The tedx video lost me at the “just get over it” step, which at first glance looked extremely unhelpful. Looking at the CFAR handbook helped it make sense: Ideally at that point the things you’re getting over are small, concrete, and approachable.
For minor inconveniences having drastic outcomes, I didn’t get a significant haircut for years because I didn’t want to hear a day of “oh you got a haircut” comments.
I’ve never consciously thought in terms of mantras as far as I know, so there’s probably a good answer in my brain I’m failing to recollect.
This sounds like a good way of making a thought easy to recall.
Not a series of magic words, but I regularly think along the lines of “it can be done.” That people can accomplish amazing things with time and effort. It is not a question of if I can, but if it is worth my unfortunately limited time.
”If I was born in their body, and lived their life, I would make the same choice.”—If you believe human behavior is predictable like any other physical system, this lets you feel some empathy for people you don’t understand.
”That sounds like the plan of an ordinary man”—Jonathan Coulton.
Reminds me that I have high standards for myself, and I’m not going to meet them by taking the easy options.

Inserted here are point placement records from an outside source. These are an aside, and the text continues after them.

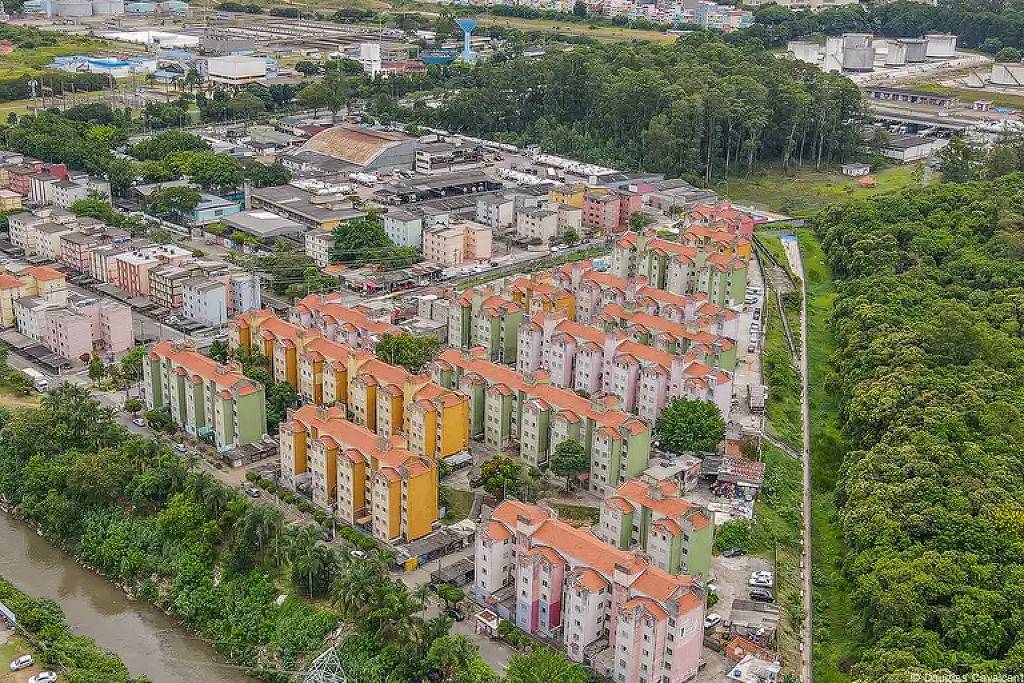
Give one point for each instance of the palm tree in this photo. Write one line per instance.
(307, 555)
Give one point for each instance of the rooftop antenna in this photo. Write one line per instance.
(467, 27)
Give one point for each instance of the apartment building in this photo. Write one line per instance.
(507, 407)
(496, 211)
(630, 620)
(204, 397)
(385, 398)
(654, 518)
(464, 242)
(76, 326)
(479, 317)
(681, 268)
(11, 289)
(204, 300)
(325, 313)
(134, 267)
(365, 479)
(595, 291)
(644, 379)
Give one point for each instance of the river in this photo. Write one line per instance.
(151, 643)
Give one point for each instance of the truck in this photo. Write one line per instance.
(39, 380)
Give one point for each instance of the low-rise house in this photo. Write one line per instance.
(654, 518)
(363, 478)
(630, 621)
(204, 397)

Not words I live by, but I like the energy behind “If you can’t beat ‘em, make ’em bleed like pigs.”—Mountain Goats
The sense of “all hope is lost? Then push harder.”
I’m thinking of artificial communities and trying to manufacture the benefits of normal human communities.
If you imagine yourself feeling encouraged by the opinions of an llm wrapper agent—how would that have been accomplished?
I’m getting stuck on creating respect and community status. It’s hard to see llms as an ingroup (with good reason).